Monday, January 04, 2010

Detroit Links: Can Farming Save the Motor City?

1. Video: Detroit in RUINS!





On the city's east side, where auto workers once assembled cars by the millions, nature is taking back the land.  Cottonwood trees grow through the collapsed roofs of homes stripped clean for scrap metal (see photo above and there's more here). Wild grasses carpet the rusty shells of empty factories, now home to pheasants and wild turkeys.

This green veil is proof of how far this city has fallen from its industrial heyday and, to a small group of investors, a clear sign. Detroit, they say, needs to get back to what it was before Henry Ford moved to town: farmland.

"There's so much land available and it's begging to be used," said Michael Score, president of the Hantz Farms, which is buying up abandoned sections of the city's 139-square-mile landscape and plans to transform them into a large-scale commercial farm enterprise."Farming is how Detroit started," Score said, "and farming is how Detroit can be saved."

3. Front page story from yesterday's (Sunday) Washington Post, "A Hard Downshift in Detroit: Poll of Detroit residents finds grim conditions but optimistic outlooks."

12 Comments:

At 1/04/2010 3:30 PM, Blogger Stephen said...

Just rename it Starnesville and get it over with.

 
At 1/04/2010 4:14 PM, Blogger juandos said...

Ahhh yes, another shining example of the voters getting the government they deserve...

Hmmm, it won't get any better for Detroit or the rest of us in 2010 either...

 
At 1/04/2010 6:58 PM, Anonymous Lyle said...

This proves much of what life after people on the history channel says, that if we abandon an area nature will take over. Another example is the land between the lakes in KY and TN it was farms until the 1930s and away from the road it is back to nature. Actually Detroit was most once farms, just like Flint was. Both could grow sugar beets, as well as corn, drive to Frankenmuth from Flint and you see what the land is capable of. So in one sense the land is more useful than the land in the other great crash area of Mi, around Houghton and Handcock which is not good ag land but is good forest land. (It provides a view of what happens to a city in MI after the boom is over, the copper boom in this case)

 
At 1/04/2010 7:33 PM, Blogger KO said...

I hope they'd consider non-food crops. Maybe paper or lumber trees, bamboo, something like that.

Eating produce grown in a formerly industrial area doesn't sound so appealing.

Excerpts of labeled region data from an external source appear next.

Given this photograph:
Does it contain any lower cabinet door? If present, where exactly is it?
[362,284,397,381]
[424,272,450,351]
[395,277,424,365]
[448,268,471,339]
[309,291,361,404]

Even if formerly residential, there's likely to be higher lead or chemicals that got into the ground over the years. And there's going to be no way to test all the soil for chemical hotspots.

 
At 1/04/2010 7:41 PM, Anonymous Lyle said...

I would not do produce because MI is not a really good produce area due to the short growing season. To get an idea what can be grown drive west of Ann Arbor, or thru Adrian MI and look at what is grown there. Detroit is on excellent lake bottom soils and given the years some of the land has already been vacant a good bit of the contamination would be gone already. Flint yes for Lumber, that was its first boom before the auto boom, the Saginaw/Flint river valley had good virgin timber in the 1850-1880 period.

 
At 1/04/2010 8:51 PM, Anonymous Anonymous said...

That will work until the farmers form a union.

 
At 1/04/2010 9:05 PM, Anonymous Brandon said...

Cause farming is working so well in the rural areas of our country in terms of profit...

 
At 1/04/2010 11:59 PM, Anonymous Anonymous said...

If they can get land in Dtroit for under $2000 an acre, farming might be profitable there, eventually.

HYDRA

 
At 1/05/2010 1:08 AM, Anonymous Benny "Tell It LIke It Is Man" Cole said...

I wonder what Detroit would look like without free trade?

 
At 1/05/2010 7:08 AM, Blogger rjs said...

cleveland would be better for farming because proximity to the lake extends the growing season a month...

 
At 1/05/2010 7:36 AM, Blogger sykes.1 said...

No doubt the farm laborers will be Mexican immigrants, both legal and illegal. With the environmentalists shutting down Californian agriculture, there should be an ample labor supply and demand for the crops.

 
At 1/12/2010 6:39 PM, Blogger Unknown said...

If you do a little Google Earth shot over to Detroit you can see that what is being shown here is really kind of tame. Detroit is much worse than he shows us. Whole swaths of urban area are empty and the patches that aren't empty contain little beyond burned-out hulks. Grab and address in Google Earth and zip over to Zillow.com and see a house that is worth a few hundred dollars. Incredible.

Personally I think that the farming idea is a great one. It has so many positives. And, strangely enough, it is a completely free market solution. The very lack-of that killed Detroit in the first place. But I'm sure the city government, unions and Governor Grenholm will figure out how to queer this resurrection too.